Cytokines are also emerging as important mediators in pruritus, as small diameter neurones NP1, NP2 and NP3, predicted to mediate pruritus, have an increased expression of IL-4-RA and IL-13-RA1 compared with other families of nociceptive and mechanoreceptive neurones (18). Such an observation is important, since SSc is defined as a Th2-predominant disease (46) and could explain how type 2 cytokines, such as IL-4, sensitize sensory neurones to many pruritogens without being pruritogenic themselves. In addition, this theory provides an explanation for the observation that chronic pruritus can manifest in both the affected skin areas of SSc and the non-affected skin areas. It has been demonstrated that type 2 cytokines directly activate both mice and human sensory neurones via TRP channel-dependent calcium influx (18). In fact, IL-4 enhances neuronal responsiveness to multiple types of pruritogens. A recent study has shown that human dorsal root ganglia express IL-4-RA, IL-13-RA1 and IL-31-RA (18). Thus, exploring the cytokine profiles of these patients, including IL-4 and IL-31, at the local and peripheral levels could also reveal the pathophysiology of pruritus in the SSc and SSc subgroups.
This study has several limitations. The statistical power is low, due to the small population size. It has a long period of recruitment, leading to a biased selection with omission of those with severe diseases (55/137 deaths). The collection of biological data was retrospective, and there are selective memory biases linked to the questionnaire. A prospective and replicative cohort is now needed in order to validate such observations.

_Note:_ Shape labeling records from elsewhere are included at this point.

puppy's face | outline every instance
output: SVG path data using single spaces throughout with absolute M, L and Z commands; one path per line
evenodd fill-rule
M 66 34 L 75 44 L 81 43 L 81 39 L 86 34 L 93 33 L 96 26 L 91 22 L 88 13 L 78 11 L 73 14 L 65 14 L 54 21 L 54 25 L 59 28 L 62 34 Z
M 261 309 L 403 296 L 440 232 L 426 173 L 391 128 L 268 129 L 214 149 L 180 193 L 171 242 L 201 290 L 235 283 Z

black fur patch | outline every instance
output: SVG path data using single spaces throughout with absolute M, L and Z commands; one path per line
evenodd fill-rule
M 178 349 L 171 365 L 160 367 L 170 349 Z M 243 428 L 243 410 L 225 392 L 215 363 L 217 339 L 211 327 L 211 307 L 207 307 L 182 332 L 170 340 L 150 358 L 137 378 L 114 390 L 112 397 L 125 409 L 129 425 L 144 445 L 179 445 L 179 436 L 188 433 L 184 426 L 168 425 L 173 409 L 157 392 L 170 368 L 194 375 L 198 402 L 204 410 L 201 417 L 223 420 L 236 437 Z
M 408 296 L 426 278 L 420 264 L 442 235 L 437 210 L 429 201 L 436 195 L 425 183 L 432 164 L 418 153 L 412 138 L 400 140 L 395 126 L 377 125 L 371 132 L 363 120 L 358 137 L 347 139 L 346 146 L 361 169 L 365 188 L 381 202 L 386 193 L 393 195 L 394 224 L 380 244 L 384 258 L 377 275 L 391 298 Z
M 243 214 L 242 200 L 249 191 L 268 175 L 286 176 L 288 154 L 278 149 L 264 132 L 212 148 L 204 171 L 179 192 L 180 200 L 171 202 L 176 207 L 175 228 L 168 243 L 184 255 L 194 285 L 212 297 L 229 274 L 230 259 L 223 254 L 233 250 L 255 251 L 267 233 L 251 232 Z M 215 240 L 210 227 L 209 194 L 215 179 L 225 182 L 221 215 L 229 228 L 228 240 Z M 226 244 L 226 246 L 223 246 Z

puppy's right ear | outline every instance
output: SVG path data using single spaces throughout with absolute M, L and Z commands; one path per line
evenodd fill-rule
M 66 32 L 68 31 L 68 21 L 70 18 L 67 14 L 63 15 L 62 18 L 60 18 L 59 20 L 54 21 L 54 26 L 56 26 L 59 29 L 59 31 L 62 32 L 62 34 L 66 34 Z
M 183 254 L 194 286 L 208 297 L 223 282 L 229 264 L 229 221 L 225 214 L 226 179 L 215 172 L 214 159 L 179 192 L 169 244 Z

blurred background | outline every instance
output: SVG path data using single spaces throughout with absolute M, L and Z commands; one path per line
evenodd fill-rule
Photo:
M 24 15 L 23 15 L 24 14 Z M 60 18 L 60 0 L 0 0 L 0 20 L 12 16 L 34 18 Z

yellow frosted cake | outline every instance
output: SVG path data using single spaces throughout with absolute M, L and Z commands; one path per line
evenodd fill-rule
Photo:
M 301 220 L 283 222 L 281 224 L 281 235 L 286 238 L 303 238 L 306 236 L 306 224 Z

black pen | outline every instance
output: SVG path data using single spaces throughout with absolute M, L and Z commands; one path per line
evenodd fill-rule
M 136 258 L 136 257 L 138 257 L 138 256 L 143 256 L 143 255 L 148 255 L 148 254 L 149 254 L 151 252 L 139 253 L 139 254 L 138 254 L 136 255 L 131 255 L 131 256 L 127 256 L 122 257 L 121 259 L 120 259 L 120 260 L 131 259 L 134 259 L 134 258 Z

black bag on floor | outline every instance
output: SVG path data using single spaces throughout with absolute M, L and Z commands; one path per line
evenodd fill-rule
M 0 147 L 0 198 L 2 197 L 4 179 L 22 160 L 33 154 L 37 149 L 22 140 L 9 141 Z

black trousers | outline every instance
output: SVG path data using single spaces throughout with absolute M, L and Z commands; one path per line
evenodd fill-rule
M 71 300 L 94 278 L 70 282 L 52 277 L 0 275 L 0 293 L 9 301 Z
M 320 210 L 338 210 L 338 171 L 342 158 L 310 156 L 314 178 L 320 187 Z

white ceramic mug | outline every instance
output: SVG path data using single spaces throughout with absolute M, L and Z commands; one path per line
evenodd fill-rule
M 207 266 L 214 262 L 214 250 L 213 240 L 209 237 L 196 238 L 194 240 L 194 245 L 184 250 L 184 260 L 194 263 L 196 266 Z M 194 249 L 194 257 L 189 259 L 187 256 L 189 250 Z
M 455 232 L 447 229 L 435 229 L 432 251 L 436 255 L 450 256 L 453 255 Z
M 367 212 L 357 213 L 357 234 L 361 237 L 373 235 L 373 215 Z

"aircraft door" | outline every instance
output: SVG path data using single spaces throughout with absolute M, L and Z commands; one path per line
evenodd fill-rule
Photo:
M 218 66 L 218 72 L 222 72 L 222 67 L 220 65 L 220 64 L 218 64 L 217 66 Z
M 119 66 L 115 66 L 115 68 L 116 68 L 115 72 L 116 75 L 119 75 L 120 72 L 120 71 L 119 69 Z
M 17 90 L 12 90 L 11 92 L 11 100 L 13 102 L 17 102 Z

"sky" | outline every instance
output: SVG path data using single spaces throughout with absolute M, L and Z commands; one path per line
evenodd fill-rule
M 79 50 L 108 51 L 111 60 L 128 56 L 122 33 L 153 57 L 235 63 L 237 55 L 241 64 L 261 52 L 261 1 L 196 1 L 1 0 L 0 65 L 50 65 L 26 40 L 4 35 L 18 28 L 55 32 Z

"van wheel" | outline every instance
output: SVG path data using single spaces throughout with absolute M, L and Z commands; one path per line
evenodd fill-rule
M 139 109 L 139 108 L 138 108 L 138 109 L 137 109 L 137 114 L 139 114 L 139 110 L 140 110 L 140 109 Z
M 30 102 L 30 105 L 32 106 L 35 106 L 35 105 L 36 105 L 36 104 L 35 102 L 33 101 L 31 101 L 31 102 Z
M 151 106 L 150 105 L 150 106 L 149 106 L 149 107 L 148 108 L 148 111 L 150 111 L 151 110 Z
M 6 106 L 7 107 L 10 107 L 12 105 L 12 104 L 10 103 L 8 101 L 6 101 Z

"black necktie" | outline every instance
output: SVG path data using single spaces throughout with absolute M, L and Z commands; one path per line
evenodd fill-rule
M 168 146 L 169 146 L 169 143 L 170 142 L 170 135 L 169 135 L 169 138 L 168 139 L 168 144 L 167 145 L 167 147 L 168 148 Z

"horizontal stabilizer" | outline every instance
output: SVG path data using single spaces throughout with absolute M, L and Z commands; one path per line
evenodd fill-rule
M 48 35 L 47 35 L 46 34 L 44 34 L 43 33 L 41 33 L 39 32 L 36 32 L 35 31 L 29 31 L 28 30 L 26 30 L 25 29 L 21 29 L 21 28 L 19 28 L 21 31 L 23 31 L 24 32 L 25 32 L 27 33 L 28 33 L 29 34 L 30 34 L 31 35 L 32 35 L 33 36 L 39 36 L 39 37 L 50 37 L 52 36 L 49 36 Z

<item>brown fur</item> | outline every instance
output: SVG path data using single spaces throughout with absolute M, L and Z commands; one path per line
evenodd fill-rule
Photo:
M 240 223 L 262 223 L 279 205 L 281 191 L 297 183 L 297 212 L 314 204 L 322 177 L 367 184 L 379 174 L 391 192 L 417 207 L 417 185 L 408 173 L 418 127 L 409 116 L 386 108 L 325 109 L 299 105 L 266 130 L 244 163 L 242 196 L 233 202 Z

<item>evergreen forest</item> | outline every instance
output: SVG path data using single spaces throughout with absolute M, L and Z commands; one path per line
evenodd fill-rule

In conclusion, this study has contributed to unmasking different semiological characteristics of pruritus in SSc and has provided arguments to suggest differences according to the autoimmune subtype of SSc. Future studies are needed to better characterize mechanisms controlling pruritus in the different subtypes of SSc in order to better manage this disabling symptom, which can have a significant impact on patients’ QoL, independent of the other disabling manifestations of SSc.
The authors would like to thank Dr Wesley H. Brooks (University of South Florida, FL, USA) for editorial assistance and to Simone Forest and Genevieve Michel for secretarial assistance. Brest University Hospital supported this study.
The authors have no conflicts of interest to declare.